Economists surveyed by Bloomberg are slashing U.S. growth forecasts, citing relentless trade policy shifts that breed uncertainty, weaken consumer spending, and curb business investment. The S&P 500 fell 1.97%—reflecting the market’s unease—
while Wolfspeed saw a jaw-dropping 52% plunge a day after naming a new CEO to shore up its finances.
Market experts weighed in:
- Brett Kenwell (eToro): “The big worry is inflation staying sticky even as the economy slows. But it’s too early to cry ‘stagflation’ unless things get much worse.”
- Michael O’Rourke (JonesTrading): “Investors are still digesting the auto tariff fallout.”
- Jim Baird (Plante Moran Financial Advisors): “It’s hard to plan when no one knows what’s next.”

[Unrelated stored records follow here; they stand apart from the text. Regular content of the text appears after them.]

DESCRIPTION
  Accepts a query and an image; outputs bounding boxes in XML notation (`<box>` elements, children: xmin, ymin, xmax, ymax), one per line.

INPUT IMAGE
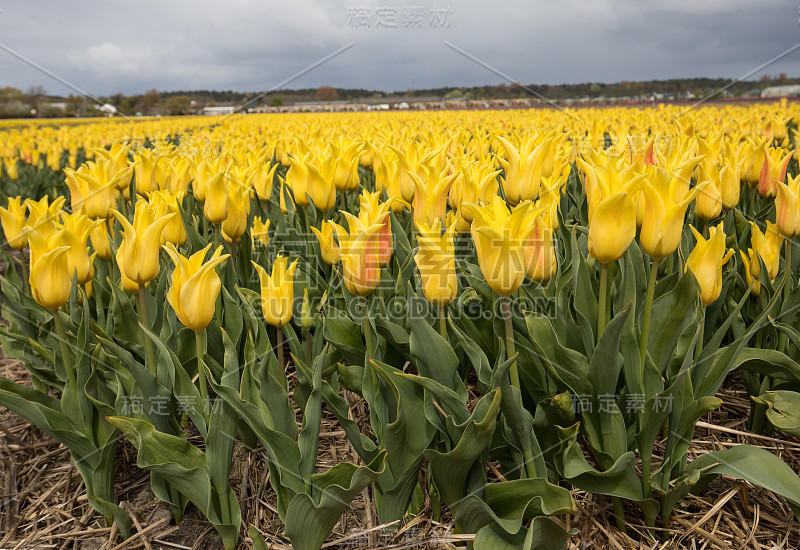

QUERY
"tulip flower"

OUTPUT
<box><xmin>112</xmin><ymin>205</ymin><xmax>175</xmax><ymax>289</ymax></box>
<box><xmin>222</xmin><ymin>180</ymin><xmax>250</xmax><ymax>242</ymax></box>
<box><xmin>150</xmin><ymin>190</ymin><xmax>189</xmax><ymax>246</ymax></box>
<box><xmin>249</xmin><ymin>159</ymin><xmax>278</xmax><ymax>202</ymax></box>
<box><xmin>28</xmin><ymin>246</ymin><xmax>72</xmax><ymax>309</ymax></box>
<box><xmin>525</xmin><ymin>213</ymin><xmax>558</xmax><ymax>285</ymax></box>
<box><xmin>252</xmin><ymin>256</ymin><xmax>297</xmax><ymax>332</ymax></box>
<box><xmin>25</xmin><ymin>195</ymin><xmax>66</xmax><ymax>243</ymax></box>
<box><xmin>64</xmin><ymin>159</ymin><xmax>121</xmax><ymax>220</ymax></box>
<box><xmin>639</xmin><ymin>164</ymin><xmax>709</xmax><ymax>260</ymax></box>
<box><xmin>408</xmin><ymin>167</ymin><xmax>461</xmax><ymax>229</ymax></box>
<box><xmin>414</xmin><ymin>218</ymin><xmax>458</xmax><ymax>307</ymax></box>
<box><xmin>336</xmin><ymin>212</ymin><xmax>388</xmax><ymax>296</ymax></box>
<box><xmin>464</xmin><ymin>195</ymin><xmax>535</xmax><ymax>296</ymax></box>
<box><xmin>0</xmin><ymin>197</ymin><xmax>28</xmax><ymax>250</ymax></box>
<box><xmin>89</xmin><ymin>220</ymin><xmax>112</xmax><ymax>260</ymax></box>
<box><xmin>203</xmin><ymin>172</ymin><xmax>230</xmax><ymax>225</ymax></box>
<box><xmin>758</xmin><ymin>145</ymin><xmax>794</xmax><ymax>197</ymax></box>
<box><xmin>497</xmin><ymin>136</ymin><xmax>555</xmax><ymax>205</ymax></box>
<box><xmin>775</xmin><ymin>176</ymin><xmax>800</xmax><ymax>239</ymax></box>
<box><xmin>311</xmin><ymin>220</ymin><xmax>340</xmax><ymax>265</ymax></box>
<box><xmin>250</xmin><ymin>216</ymin><xmax>270</xmax><ymax>248</ymax></box>
<box><xmin>358</xmin><ymin>191</ymin><xmax>395</xmax><ymax>267</ymax></box>
<box><xmin>163</xmin><ymin>243</ymin><xmax>229</xmax><ymax>331</ymax></box>
<box><xmin>694</xmin><ymin>162</ymin><xmax>722</xmax><ymax>221</ymax></box>
<box><xmin>686</xmin><ymin>223</ymin><xmax>733</xmax><ymax>306</ymax></box>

- Mark Hackett (Nationwide): “The road to recovery looks bumpy, and volatility will stick around until policy uncertainty clears. Historically, April brings a seasonal tailwind, but this year? We’ll see.”
Bank of America, citing EPFR Global data, noted the largest weekly outflow from U.S. equity funds this year, a sign of rattled investors pulling back. Amid this chaos, discretionary spending could take a hit, dragging down the broader economy and corporate earnings.